Академик Виноградов отговаривал его от такого сердечного напряга, но Берия авторитетно заявил: «Поменьше слушай, Иосиф, этих научных вредителей… нашему здоровью!» За день до рокового удара они и парились… Обычно веником — береза с дубом, а иногда и с можжевельником — искусно обрабатывал Самого его садовник Пантелеймон Аверкиевич, пожилой, кряжистый, тоже рябой сибиряк из-под Иркутска. А тут сподобился Хрущев. Потому его сердце теперь и заходилось при одной мысли, что эта последняя парилка и стала для вождя роковой.
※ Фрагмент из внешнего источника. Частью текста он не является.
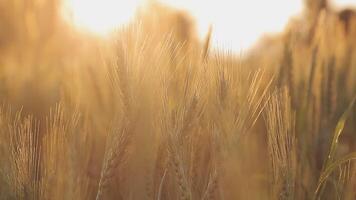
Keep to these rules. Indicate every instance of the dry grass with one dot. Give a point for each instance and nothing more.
(156, 114)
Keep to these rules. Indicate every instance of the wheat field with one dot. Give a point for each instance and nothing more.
(155, 113)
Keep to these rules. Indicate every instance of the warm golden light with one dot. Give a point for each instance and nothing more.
(100, 16)
(237, 24)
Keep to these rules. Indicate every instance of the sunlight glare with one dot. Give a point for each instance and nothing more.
(101, 16)
(238, 24)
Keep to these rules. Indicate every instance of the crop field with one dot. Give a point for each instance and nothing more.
(154, 112)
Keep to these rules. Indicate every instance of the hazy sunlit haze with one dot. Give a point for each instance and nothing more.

Ведь Берия и Маленков знали о ней — при них Сталин позвал с собой Никиту. «Вы оба — неумехи. Пусть Микита проявит свою стать, потрудится».
— Мудро и справедливо, — с трудом скрывая ревность, согласился Берия. — Никите польза будет — пузо растрясет.
— И ряха малость осунется! — затряс в смехе жирными щеками Маленков…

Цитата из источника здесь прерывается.